- The Washington Times - Monday, November 3, 2003

Maryland’s renewed momentum must simmer once again. The Terrapins get their second bye in three weeks before facing visiting Virginia on Nov.13 in a nationally televised game Thursday night.

It’s not a welcomed break. Maryland’s stagnant offense finally awakened and its missing confidence suddenly overflowed after thrashing North Carolina 59-21 on Saturday. The Terps (6-3, 3-2 ACC), flashing a bravado that has been long missing, are hungry for their final three games against bowl contenders.

“[Beating North Carolina] increases the appetite,” receiver Steve Suter said. “We don’t want to go to a bowl just because we have six wins. I want to go to the best bowl we can.”

That’s probably the Gator Bowl for the ACC runner-up. Maryland remains alive in the conference title chase, but Florida State (8-1, 6-0) simply needs to win one of its final two ACC games to clinch the crown. The Terps could finish second by sweeping Virginia (5-4, 3-3), N.C. State (7-3, 4-2) and Wake Forest (5-4, 3-3), respectively. One or two losses probably sends Maryland to the Tire or Tangerine bowls while a 6-6 finish likely would mean the Humanitarian Bowl.

“They needed something like this to get their confidence,” coach Ralph Friedgen said. “I just wanted them to play with their hearts and pride in themselves. Do it for 60 minutes. Have fun. Don’t play the game like you have a 100-pound weight on your shoulders. It doesn’t look like you’re going to win the conference so go out and have fun and see what happens, and they did that.”

Maryland has the revenge factor against Virginia after losing 48-13 last year. The loss cost the Terps a share of their second straight ACC title. The home finale is expected to be a sellout.

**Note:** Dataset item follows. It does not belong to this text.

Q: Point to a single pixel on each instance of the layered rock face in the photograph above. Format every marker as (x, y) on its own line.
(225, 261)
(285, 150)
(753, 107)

“It’s now a rivalry,” Friedgen said. “I’m sure Virginia had a big circle on the calendar for us last year. The stadium is going to be electric. They are going to be jammed in seats all over this place. It’s what I envision football should be at Byrd Stadium.”

Maryland’s swagger returns just in time for the final postseason push. Quarterback Scott McBrien finally played like he practices. The receivers made highlight catches, the offensive line opened gaps and the running game resurfaced as the Terps gained 612 yards and scored on their first nine possessions.

It was the type of effort expected when the Terps opened the season ranked 15th, but was evident only briefly when the Terps soundly beat West Virginia (34-7) and Clemson (21-7) during the five-game winning streak. The No.5 scoring defense has been consistent aside from a 35-10 loss to Florida State, but it was the offense that held back the Terps. If both stay strong during the final weeks, Maryland still could earn its third straight 10-win plus season under Friedgen.

“As good as our defense is,” cornerback Domonique Foxworth said, “if the offense can continue to play like that I don’t think there’s too many teams in the country that can play with us.”

McBrien has long been the catalyst. The senior returned from a concussion against Georgia Tech to throw four touchdowns and run for two more against North Carolina. He finished 15 of 25 for a career-best 349 yards, the most yards by a Terps passer in eight years.

“Finally, it transferred over from the practice field,” McBrien said. “Our whole team transferred it from the practice field. I was very loose. I was just throwing the ball. I was just going out there and winging it. I felt comfortable who I was seeing and what I was reading.”

Said receiver Latrez Harrison: “I hope it was the breakout game for him. Once Scotty gets confidence it’s hard to stop him.”

Added Friedgen: “If Scott could play like that for the next three games I’d probably start growing hair.”